By Adam Strom, Director, Re-imagining Migration
Late last night, a new wave of COVID connected immigration news began to crash to shore. On Twitter, President Trump wrote, “In light of the attack from the Invisible Enemy, as well as the need to protect the jobs of our GREAT American Citizens, I will be signing an Executive Order to suspend immigration into the United States temporarily!” I read the news just after finishing the final episode of HBO’s The Plot Against America, which portrays an America in which Charles Lindberg defeated FDR in the 1940 Presidential election. The irony of all of this on the eve of Yom Hashoah, Holocaust Remembrance Day, is not lost on me. The connections and distinctions between past and present, fiction and nonfiction, were swirling in my head.
At stake is a fundamental vision of this country. The debate about our national identity is one that we have been having on and off since the colonists first came to these shores, claiming Native land for themselves. We have dual narratives of immigration in our history: one that welcomes newcomers and celebrates our immigrant heritage, and the other, rarely spoken out loud, of exclusion, restriction, and prejudice. Most of us haven’t been taught to think about these things, never mind the relationship between immigration and the civic life of a nation. In the COVID-19 crisis, these issues are coming together in ways that we must not ignore. If I had a classroom right now, even a virtual one, this is what I would be teaching about.
The current climate resurrects four fundamental civic challenges that have plagued our history. I describe them below along with questions that all of us, but particularly teachers and their students, should be respectfully talking about. If we do not confront these issues and take up the task of finding answers, the future of our democracy is at stake.
Scapegoating: In the early days of the crisis, many, including public officials, sought to explain the spread of the virus. To do that, they did what humans often do; they blamed someone or something else. China. Asians. Jews. As educators, we heard those stories even before schools closed. Asian students in many schools reported bullying, being called “corona” or blamed by students and sometimes even adults for the spread of the virus. What is the most effective way to respond? What are the risks of speaking out or intervening? What are the risks or not speaking out and not intervening? How is the anti-Asian and anti-immigrant scapegoating today similar and different than in other periods in our history?

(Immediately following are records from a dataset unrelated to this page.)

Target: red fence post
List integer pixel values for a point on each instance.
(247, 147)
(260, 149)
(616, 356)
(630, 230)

Lesson from our Share My Lesson Collection:
Exclusion: President Trump seeks to “suspend immigration” and pause issuing green cards without an end date in response to COVID-19. Is this an appropriate response? In a global health crisis, what is our responsibility to people on the move? The President wants to suspend immigration in this crisis. Is it ever morally, legally, and ethically right to suspend our immigration laws and treaty obligations? If so, under what conditions and for how long? How should we weigh the President’s past rhetoric about immigrants and proposals about immigration as we consider our responses? How should our responses be informed by the historic responses to immigrants and those perceived as outsiders?
Resources from our Share My Lesson Collection:
Legal, Moral, and Ethical Questions of Belonging: About 25% percent of the health care workforce in this country are immigrants, many more are the children of immigrants. During the COVID-19 crisis many of those workers are putting their lives on the line for the health and safety of all of us. Do we owe them more than a slogan or a thank you? According to the New American Economy, a bi-partisan nonprofit research and advocacy group, 62,000 health care workers are eligible for DACA, another 280,000 are undocumented. Should they be offered legal protection for their service? What about citizenship? As this crisis unfolds, the Supreme Court is scheduled to rule on DACA in the coming months. What are our moral and ethical obligations to those putting their lives on the line for our safety?
Lesson from our Share My Lesson Collection:
Citizenship and Voting Rights. The cancellation of citizenship naturalization ceremonies is adding a roadblock preventing the naturalization of over 440,000 new U.S. citizens. If the USCIS does not act soon, they will not be able to vote in the next election. According to NBC, “When USCIS shut down March 18, an estimated 126,000 people had completed their citizenship process and were scheduled to take the oath to become citizens.” Should people be granted the rights of citizenship if they have passed their test, but cannot gather in public to take an oath? What is the role of a naturalization ceremony? Would anything be lost if they were to take place online?
Resources for our Share My Lesson Collection:
These are pressing civic issues. At a time when many educators are tasked with adapting to teaching in a digital environment, we should take the opportunity to reflect on our students’ visions of their shared future.
Re-imagining Migration is here to help. During the COVID-19 crisis, we have been offering free professional learning experiences on our own and through Share My Lesson and we will be offering an online seminar this summer as part of our fellowship program. We have also developed a learning arc to help you develop curriculum and lessons exploring human migration. The learning arc is complimented by a collection of lessons and curated resources for K-12 classrooms, they too can be found on our website and on Share My Lesson. In addition, we offer thinking routines to facilitate engaging learning experiences aimed to nurture critical dispositions that we all need for living in an age of migration.
When the threat of COVID-19 recedes, these challenges will not go away. Instead, they will manifest themselves in a new form. To prepare ourselves, we are committed to helping educators prepare our rising generation of civic leaders to understand the centrality of migration to our communities, country, and the world.